Charest dans la tourmente européenne

Le Devoir à Londres - Au second jour de sa tournée européenne pour promouvoir le Plan Nord, le premier ministre québécois a été confronté à l'incertitude économique qui sévit actuellement en Europe. Jean Charest a beau vanter les vertus écologiques de son plan de développement du Nord et de ses projets de voiture électrique, la crise grecque revient comme un leitmotiv dans presque tous les entretiens qu'il a eus à Londres depuis deux jours. Et il ne devrait pas en aller autrement à Bruxelles aujourd'hui, où il rencontrera plusieurs responsables belges et européens.

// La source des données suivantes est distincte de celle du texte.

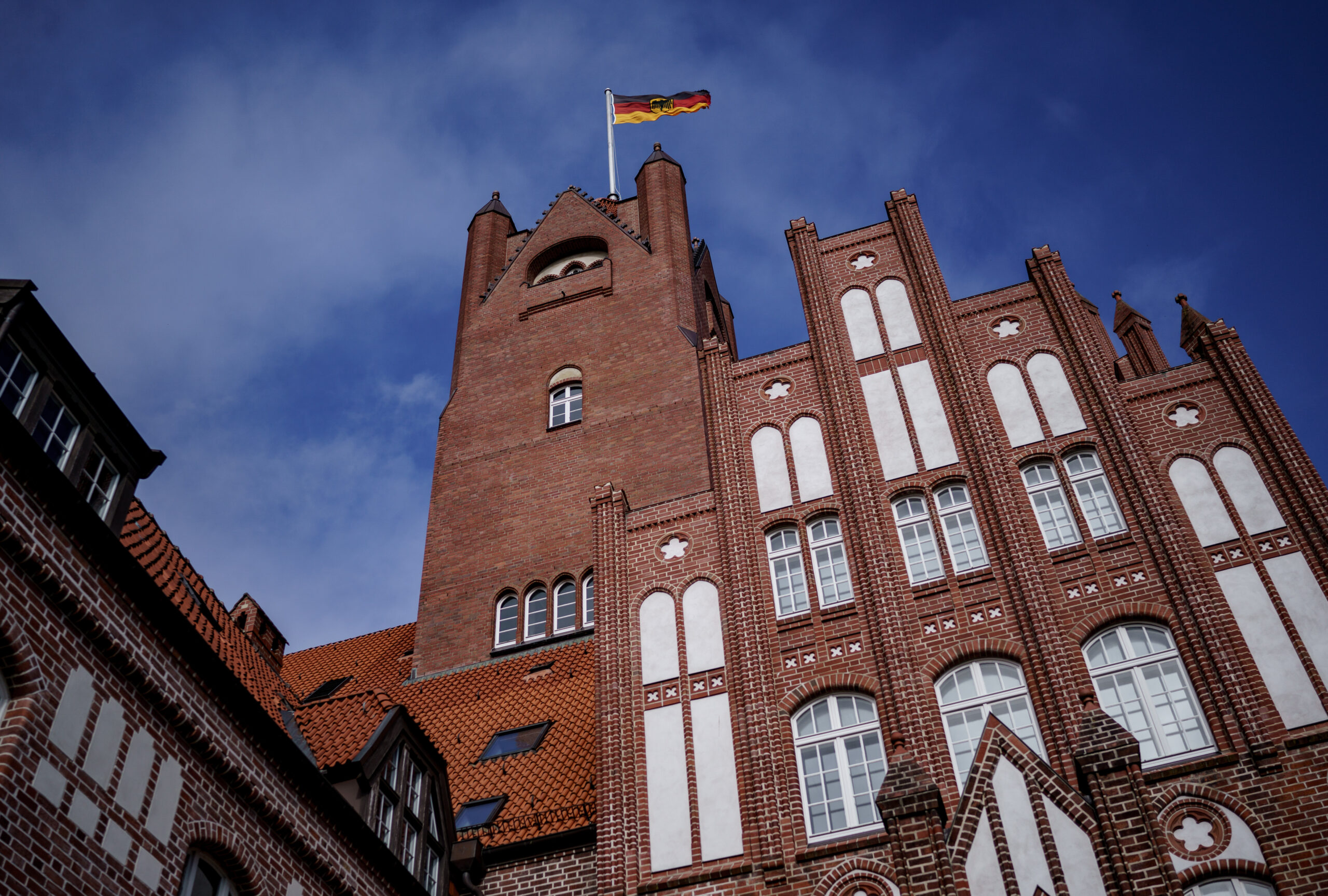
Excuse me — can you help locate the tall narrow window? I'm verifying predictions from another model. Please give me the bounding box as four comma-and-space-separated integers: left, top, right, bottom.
32, 395, 78, 470
494, 595, 521, 646
0, 340, 37, 417
1084, 625, 1212, 762
765, 526, 807, 616
554, 582, 576, 635
1020, 461, 1084, 549
807, 516, 853, 606
936, 660, 1045, 790
526, 588, 548, 641
793, 694, 886, 839
1065, 451, 1125, 537
78, 445, 119, 519
548, 382, 580, 426
935, 482, 987, 572
894, 495, 946, 584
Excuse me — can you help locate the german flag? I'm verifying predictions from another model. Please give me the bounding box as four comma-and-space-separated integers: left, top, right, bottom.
614, 90, 711, 125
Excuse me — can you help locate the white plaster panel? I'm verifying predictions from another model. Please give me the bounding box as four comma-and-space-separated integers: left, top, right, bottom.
134, 849, 162, 889
1218, 564, 1328, 729
752, 426, 793, 514
789, 417, 834, 501
1043, 794, 1106, 896
877, 280, 922, 350
143, 758, 185, 843
987, 364, 1043, 447
641, 591, 677, 685
862, 370, 918, 479
32, 759, 69, 808
645, 704, 692, 871
1028, 352, 1086, 435
101, 822, 134, 864
1264, 551, 1328, 678
69, 790, 101, 836
692, 694, 742, 861
683, 579, 724, 673
1212, 445, 1285, 535
116, 729, 157, 815
887, 358, 959, 470
839, 290, 886, 361
50, 666, 94, 759
964, 808, 1005, 896
84, 699, 125, 787
1169, 458, 1236, 547
1170, 803, 1266, 872
992, 756, 1056, 896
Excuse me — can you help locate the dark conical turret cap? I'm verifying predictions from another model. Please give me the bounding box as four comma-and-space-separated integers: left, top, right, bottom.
473, 190, 511, 219
636, 143, 687, 183
1112, 290, 1153, 333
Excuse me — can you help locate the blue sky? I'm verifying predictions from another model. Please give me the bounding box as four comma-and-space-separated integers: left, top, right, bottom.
0, 0, 1328, 646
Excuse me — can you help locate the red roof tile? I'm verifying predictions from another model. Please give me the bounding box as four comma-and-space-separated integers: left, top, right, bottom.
282, 625, 595, 846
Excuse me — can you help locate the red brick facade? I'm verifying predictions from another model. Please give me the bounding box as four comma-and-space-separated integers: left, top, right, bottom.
406, 151, 1328, 896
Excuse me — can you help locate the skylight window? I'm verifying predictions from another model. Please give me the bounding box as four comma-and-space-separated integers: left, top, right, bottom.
304, 676, 353, 704
457, 795, 507, 831
479, 722, 550, 759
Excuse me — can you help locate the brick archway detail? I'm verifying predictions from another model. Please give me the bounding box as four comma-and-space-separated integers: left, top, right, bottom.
922, 637, 1028, 681
780, 673, 880, 713
811, 858, 899, 896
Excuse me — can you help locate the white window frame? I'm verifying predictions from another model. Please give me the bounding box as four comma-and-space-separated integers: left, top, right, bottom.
1185, 877, 1278, 896
792, 692, 887, 843
765, 523, 811, 618
931, 482, 991, 575
82, 445, 119, 519
807, 514, 854, 606
1084, 623, 1216, 768
32, 393, 82, 470
1061, 449, 1127, 539
936, 657, 1046, 791
0, 338, 37, 417
548, 381, 582, 429
554, 579, 576, 635
890, 491, 946, 585
494, 594, 521, 646
179, 852, 235, 896
1019, 458, 1084, 551
521, 585, 548, 642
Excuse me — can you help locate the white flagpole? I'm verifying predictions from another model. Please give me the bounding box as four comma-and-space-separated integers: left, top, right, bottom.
604, 88, 619, 200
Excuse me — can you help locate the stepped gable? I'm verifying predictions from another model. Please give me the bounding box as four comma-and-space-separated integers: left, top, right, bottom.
283, 624, 595, 846
294, 687, 397, 768
119, 498, 295, 722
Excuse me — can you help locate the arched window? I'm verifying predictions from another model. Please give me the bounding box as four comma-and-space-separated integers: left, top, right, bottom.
1084, 625, 1212, 762
807, 516, 853, 606
894, 495, 946, 584
936, 660, 1045, 790
793, 694, 886, 839
523, 585, 548, 641
554, 580, 576, 635
179, 852, 235, 896
1065, 450, 1125, 537
934, 482, 987, 572
548, 382, 580, 428
765, 526, 807, 616
1020, 461, 1084, 551
494, 595, 521, 646
1185, 877, 1278, 896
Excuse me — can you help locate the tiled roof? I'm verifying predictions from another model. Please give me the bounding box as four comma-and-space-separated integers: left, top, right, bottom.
295, 687, 396, 768
290, 624, 595, 846
119, 498, 295, 722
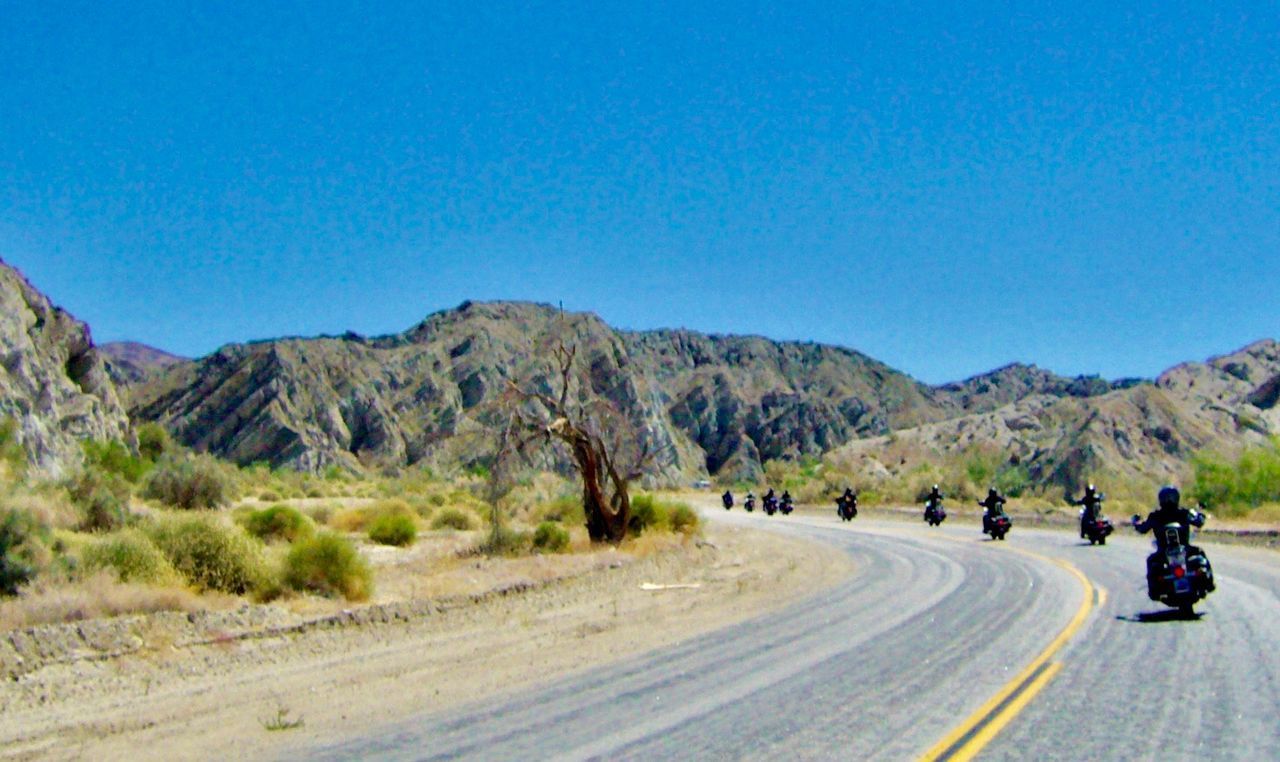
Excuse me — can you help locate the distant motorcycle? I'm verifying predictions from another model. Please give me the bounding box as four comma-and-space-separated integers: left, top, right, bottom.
1134, 516, 1216, 613
982, 514, 1014, 539
764, 497, 778, 516
836, 496, 858, 521
1080, 511, 1115, 546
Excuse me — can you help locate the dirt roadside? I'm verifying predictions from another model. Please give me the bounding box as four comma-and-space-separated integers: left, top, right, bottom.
0, 514, 852, 759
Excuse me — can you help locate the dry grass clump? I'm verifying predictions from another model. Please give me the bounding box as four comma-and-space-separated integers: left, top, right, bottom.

Le premier ministre ne croit pas pour autant que la fragilité économique actuelle de l'Europe risque de compromettre les résultats de sa visite. «Il y a encore sur le pan économique en Europe ici une forte inquiétude sur la question de la Grèce et sur les possibilités de contagion, dit-il. [...] Mais je ne sens pas que ça retardera [les investissements] car il y a des projets qui sont prêts à procéder [sic].» Selon le premier ministre, «les institutions financières ne manquent pas d'argent. On ne m'a jamais dit depuis deux jours qu'on va attendre [pour investir]».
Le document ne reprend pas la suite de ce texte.